The premium however increases with age. In the above example, if we
just change the age of the person to 30 years then his premium for 5
years term would be Rs 25,054 p.a., for 10 years it is Rs 15,039 p.a.,
for 15 years it is Rs 11,789 p.a. and for 20 years it is Rs 10,189 p.a.
The plan besides providing the tax benefits under section 88 of provides
life risk cover also. By paying a little extra premium one can also
get accidental coverage.
For famous model, Annie Thomas, Monetarily I do not get to save
much money each month. I have to pay my house-rent, plus the installments
on the new house that I am buying. So that takes up most of my earnings.
But if I get money in a lump-sum, I usually put it in FDs. But
there are other options to invest lump sum also. For example GOI Relief
Bonds which give tax-free return of 8.00%. One can invest up to Rs 2,00,000
in a year. The maturity period is 5 years. The strategy could be to
invest Rs 2,00,000 every year up to next 5 years and after that renew
the amount maturing each year at maturity.
For investors in glamour professions, even if they start off with a
good income, their expenses are high, and this leads them to dip into
their savings. So theoretically, though one is in a great position to
take on high risk by investing in equities, they might find it difficult
to achieve the critical mass of savings to do it meaningfully.

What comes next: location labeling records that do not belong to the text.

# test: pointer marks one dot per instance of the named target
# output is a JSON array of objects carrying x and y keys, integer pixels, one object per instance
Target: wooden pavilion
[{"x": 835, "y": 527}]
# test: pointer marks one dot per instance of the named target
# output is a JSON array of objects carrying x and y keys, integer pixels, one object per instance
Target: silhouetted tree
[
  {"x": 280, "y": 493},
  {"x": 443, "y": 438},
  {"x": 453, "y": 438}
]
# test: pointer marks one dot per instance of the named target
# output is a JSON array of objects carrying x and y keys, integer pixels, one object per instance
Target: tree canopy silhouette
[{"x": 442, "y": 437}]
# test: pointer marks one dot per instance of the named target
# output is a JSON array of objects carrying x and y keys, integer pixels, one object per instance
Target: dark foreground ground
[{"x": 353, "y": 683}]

But experts insist one must invest as much as possible in equities since
historically, over the long term, equity has outperformed all asset
classes. The bulk of your remaining portfolio funds should be invested
in liquid instruments, since many small and large expenses have to be
met. Depending on your requirements, you need to keep at least three
to four months of income in these investments to tide over contingencies.
For DJ Jazzy Joe, At this point of life I am not saving much apart
from a small amount in my savings account. I am consolidating all my
assets into advancement of my new company - Juice. But I would be interested
in investing in equities as soon as my company takes off and I can spare
some cash.
While tax saving may not be easy for these professionals, experts feel
this must be done. You could consider getting the maximum tax break
by investing Rs 10,000 under Section 88, in equity linked saving schemes
(ELSS) of mutual funds. This will give you a growth element, even in
your tax-related savings. Another benefit of tax-saving investments
is that since many of them such as public provident fund (PPF) are long
term in nature, they serve as perfect vehicles for retirement savings.